In the summer of 1989, the Internal Revenue Service (IRS) mailed an inquiry to several hundred dentists in the Kansas City area seeking information about Dr. May. Specifically, the inquiry requested names of and information about patients whom the various dentists had referred to Dr. May. Dr. Nelson was one of the dentists who received a letter and IRS summons concerning patients he may have referred to Dr. May. That IRS summons was the incentive for his article.

On or about April 1, 1990, Dr. Nelson published an article in The Professional Journal of the Greater Kansas City Dental Society, the Midwestern Dentist, entitled “For Whom the Bell Tolls, or Beware: The G-Man Cometh!” The Midwestern Dentist is a monthly newsletter published by the Dental Society and at the time of the article, Dr. Nelson was the president of the Dental Society. At the time, Dr. May specialized in endodontics.

Although the article does not mention May by name, he claims to be the subject of the article because it contains a reference to an IRS investigation of “one of our profession.” He argues that the article contains offensive references to him. The objectionable terms are: “yo-yo,” “wacko,” “at odds with the federal government,” and “axe murderer.” Plaintiff May argues that as a result of defendant Nelson’s article, he lost patient refer *944 rals and eventually, in 1992, closed his dental practice due to a lack of referrals.
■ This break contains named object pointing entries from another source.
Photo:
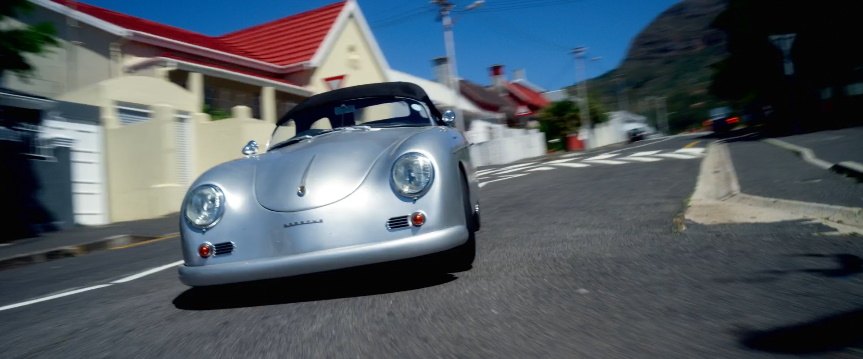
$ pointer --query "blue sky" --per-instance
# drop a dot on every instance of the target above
(534, 35)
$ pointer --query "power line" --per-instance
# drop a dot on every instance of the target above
(400, 18)
(518, 31)
(500, 6)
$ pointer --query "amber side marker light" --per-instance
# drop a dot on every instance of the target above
(205, 250)
(418, 219)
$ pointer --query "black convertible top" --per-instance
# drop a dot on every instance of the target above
(383, 89)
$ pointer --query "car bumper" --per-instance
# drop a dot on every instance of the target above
(324, 260)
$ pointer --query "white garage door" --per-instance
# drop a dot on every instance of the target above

Plaintiff Scoville is married to May. Immediately after reading the article, she claims to have suffered extreme emotional distress and trauma. Within two hours after reading the article, she claims to have begun hemorrhaging and within five days, she suffered a miscarriage of her three-month old feius

Nine members of the Dental Society’s Board of Directors were also sued under a negligent supervision theory. The claim against the Board members was subsequently dismissed by plaintiffs and, therefore, only the Dental Society and Nelson remained as defendants.
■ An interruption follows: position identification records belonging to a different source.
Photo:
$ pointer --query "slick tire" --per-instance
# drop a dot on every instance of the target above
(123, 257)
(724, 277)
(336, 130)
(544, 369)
The issues were briefed on the defendants’ motions to dismiss filed in the trial court. The court sustained the motion and dismissed the plaintiffs’ petition holding that the petition failed to state a cause of action. The trial court also overruled the plaintiffs’ motion for leave to file a first amended petition. A subsequent motion to reconsider was overruled. This appeal followed.

Our review of the dismissal of plaintiffs’ petition is to treat all facts alleged as true and to reverse the trial court’s order only if those facts as alleged in the petition would, upon proof, entitle the plaintiffs to relief. Rahm v. Missouri Pub. Serv. Co., 676 S.W.2d 906, 908 (Mo.App.1984). A motion to dismiss is the proper procedural tool to challenge a petition and to obtain a decision as to whether it alleges sufficient facts to constitute a cause of action. Morgan v. Morgan, 556 S.W.2d 378, 380 (Mo.App.1977).
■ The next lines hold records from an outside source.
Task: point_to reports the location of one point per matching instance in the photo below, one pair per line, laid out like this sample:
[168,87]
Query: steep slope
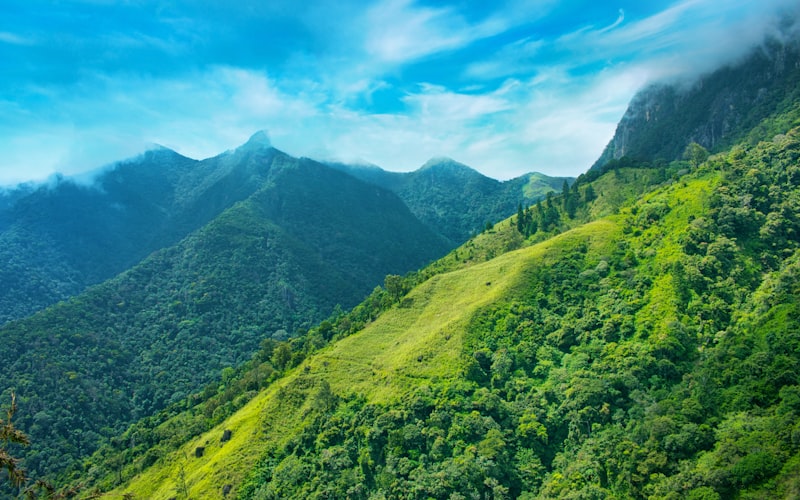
[401,351]
[58,238]
[717,111]
[629,357]
[456,200]
[273,264]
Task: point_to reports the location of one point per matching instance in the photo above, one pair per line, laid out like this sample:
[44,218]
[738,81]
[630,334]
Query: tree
[394,286]
[695,154]
[8,435]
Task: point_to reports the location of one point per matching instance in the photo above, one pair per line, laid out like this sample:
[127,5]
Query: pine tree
[8,435]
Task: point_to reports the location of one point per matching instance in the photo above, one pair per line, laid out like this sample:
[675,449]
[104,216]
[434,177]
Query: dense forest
[625,357]
[454,199]
[634,335]
[270,266]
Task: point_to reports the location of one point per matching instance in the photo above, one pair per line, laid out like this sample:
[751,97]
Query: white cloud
[399,31]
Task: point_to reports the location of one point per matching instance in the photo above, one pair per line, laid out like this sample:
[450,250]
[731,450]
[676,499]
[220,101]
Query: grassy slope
[405,346]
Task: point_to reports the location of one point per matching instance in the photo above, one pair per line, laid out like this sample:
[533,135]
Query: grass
[405,347]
Plaintiffs first two points concern May’s claim for libel per se and libel per quod, which we will consider together. The same statements in the newsletter will constitute either libel per quod or libel per se and therefore, are alternate pleadings. Our Supreme Court has recently held that when considering defamation cases, “the old rules of per se and per quod do not apply and plaintiff need only plead and prove the unified defamation elements set out in MAI 23.01(1) and 23.01(2).” Nazeri v. Missouri Valley College, 860 S.W.2d 303, 313 (Mo. banc 1993). The obliteration of this distinction does not interfere with our review of the trial court’s ruling- In both of Pontiff May’s counts Per se an<3 Per quod defamation, he ascribes the common ordinary meaning to ^be 'w'ords used, and does not plead extrinsic facts demonstrating that the offending words are something other than their commonly understood meaning. Plaintiff concedes that the words stand by themselves.

Whether words are libelous per se is a question of law which a court may properly decide on a motion to dismiss. Buller v. Pulitzer Publishing Co., 684 S.W.2d 473, 477 (Mo.App.1984). A motion to dismiss the petition for failure to state a claim upon which relief may be granted does not admit the construction of the words pleaded in an innuendo, and whether the alleged libelous words, when given their natural meaning, are capable of the defamatory meaning ascribed to them is a question of law for the court to decide on a motion to dismiss. Brown v. Kitterman, 443 S.W.2d 146, 150 (Mo.1969).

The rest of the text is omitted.